Massimo doesn’t know this but, when he was in his Mommy’s belly–I called him Baby Sue. Two procedures, almost daily doctor visits, daily shots, blood tests every other day, and finally my little nugget was conceived.
Eight weeks later–I was back in the doctor’s office. This time it was the normal OB/GYN. I was pretty excited–but I had enough of doctors. At that point, I would have been just fine if I’d never seen another doctor in my life. Don’t get me wrong–I was incredibly grateful for the skills that they had used to create the life that was growing inside of me but I would have preferred to be grateful from afar.
I had a vision of a beautiful natural child-birth. With candles and a bathtub. There would have been music–maybe even chanting. It would be painful but worth it.
I even picked the doctor’s office that was affiliated with the one and only midwifery center in my area. The office had the highest natural childbirth rate in my state and the doctor I picked ran the midwifery center.

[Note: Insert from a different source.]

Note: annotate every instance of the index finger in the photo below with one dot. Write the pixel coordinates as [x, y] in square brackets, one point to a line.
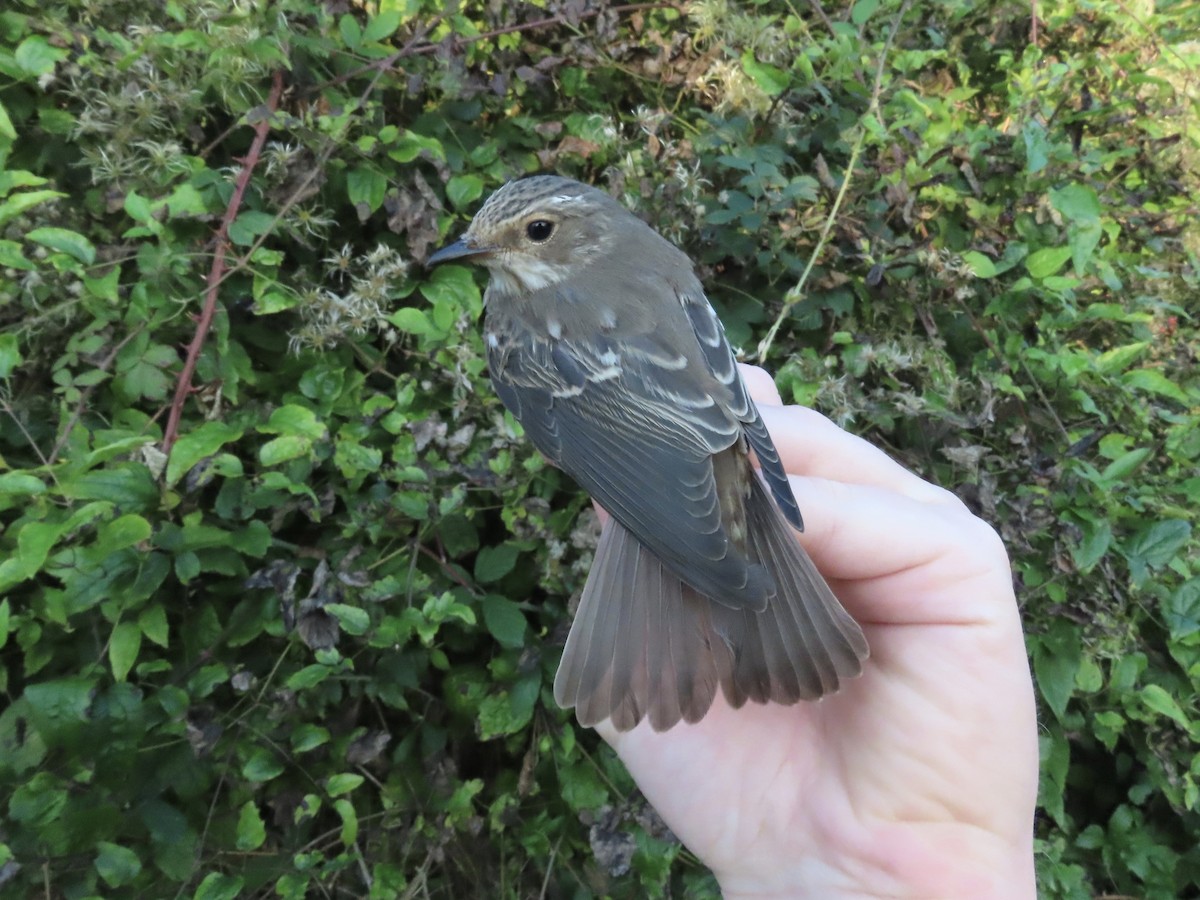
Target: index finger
[811, 444]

After my eight week exam, the doctor invited me into his office–where he discussed his vision of my child-birth. We were not on the same page. I’m not even sure we were reading the same book.
I explained to him that I was interested in learning more about the midwifery center and wanted to “register” to have my birth there. The doctor, who appeared to be 78, scoffed!
“You wouldn’t run a marathon for the first time at 37, you can’t have natural childbirth for the first time at 37. You will RUIN OUR NUMBERS!!!!!!!”
I envisioned the following response: “I burst out in tears, lunged across the desk, grabbed his lab coat and shouted at him. Don’t you understand! I’ve had enough of your type! I just want to have this baby and be left alone! And you, you crotchety old man! Its 2014. Not 1914. Put me on the list for the midwifery center and I’ll show you a marathon!”
Unfortunately (or fortunately), I didn’t do any of that. I did nearly burst out in tears but I got up and left.
I was scared. Pregnancy is scary. Exciting but scary. I think the medical field does a good job of making it even more scary.
Three years later and I’m STILL scared. Does that ever go away? I have my doubts.
After the doctor’s appointment, I went home dejected but did NOT give up the hope of having a natural childbirth.
I soon received an email from my doctor with the notes from that day’s appointment.
It contained the following diagnosis: Elderly Primigravida.